Inspection XI: The journals of the second Viena's travel & the counterfeit letters to Matuszyński from Chopin -

 


5.贋作マトゥシンスキ書簡、その3―

  5. The counterfeit Matuszyński letter, part 3 -

 

 ≪♪BGM付き作品解説 マズルカ 第6番▼≫
 

今回紹介するのは、ショパンがウィーンに到着してからマトゥシンスキ宛に書いた手紙のうち、3番目に書かれたとされているものである。

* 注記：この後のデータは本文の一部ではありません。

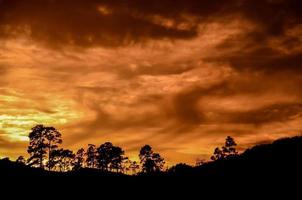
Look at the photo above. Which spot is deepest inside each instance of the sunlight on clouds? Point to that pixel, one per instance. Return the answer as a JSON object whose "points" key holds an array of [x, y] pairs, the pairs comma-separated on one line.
{"points": [[16, 123]]}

まずはカラソフスキー版による手紙を読んで頂きたい。文中の*註釈]も全てカラソフスキーによるもので、改行もそのドイツ語版の通りにしてある。

 

■ウィーンのフレデリック・ショパンから、

ワルシャワのヤン・マトゥシンスキへ(ウィーン時代のマトゥシンスキ書簡・第3便)■

(※原文はポーランド語)

「ウィーン、

1831年元旦

最も親愛なる人よ、

今君は、君の欲しいものを手に入れた。君はその手紙を受け取ったかい? そのいずれかを届けてくれたかい? 僕はまだ自分のした事を後悔している。僕は甘い希望に満たされていたが、今は疑念と不安に悩まされている。おそらく彼女(※グワトコフスカの事)は僕を軽蔑するか、さもなくば笑うだろう! おそらく――おお、彼女は僕を愛しているだろうか?と、僕の鼓動する心臓が訊ねる。汝、役立たずのアスクラピウスよ、君は劇場でオペラ・グラスを手にして、彼女から眼を離さなかったではないか! もしもそうなら、いまいましい奴だ……君は僕の信頼を軽んじないでくれたまえ。でも僕はただ僕自身のために書いているだけだ;君には骨を折る値打ちもないよ。今じゃ君は、僕の考えている事は全て知っている。君が、君の旧友のロストフスキ、シューフ、フライエル、キエフスキ、そしてフーベらと一緒に僕の部屋にいる時に、僕が君と楽しげに過ごしていると想像してくれたまえ、しかし、ああ! 僕はここで君に手紙を書いていると、とても奇異な感じがする。僕にはまるで、僕が君と一緒にいるようかのに思われ、周りに見えるものや聞こえるものが全て夢に過ぎないように思われる。僕の耳に馴染まない声の数々は、車輪の音でなければ何かつまらぬ物音のように感じられる。君の声やティトゥスの声は僕を昏睡から目覚めさせる事ができるのだ。今日の僕にとっては、生も死もどうでもよい事だ。僕の両親には、こうした事を少しも話さないでくれたまえ。僕が素晴らしく元気で、不足なものは何もなく、楽しく暮していて、少しも淋しく感じていないと話してくれたまえ。彼女が僕の事を笑っていたら、彼女にも同じ事を話してくれたまえ。だが、彼女が親切に僕について訊ね、僕の事を気にかけているようだったら、心配しないように囁いて、僕が彼女の側を離れていつも孤独で不幸だと告げてくれたまえ。僕は健康ではない、でも僕の両親には言わないでくれたまえ。僕の友人達は皆、何が僕を悩ませているのかと訊く;それで僕は時々、“気質なんだ”と言うが、本当は何が問題か、君は知っている。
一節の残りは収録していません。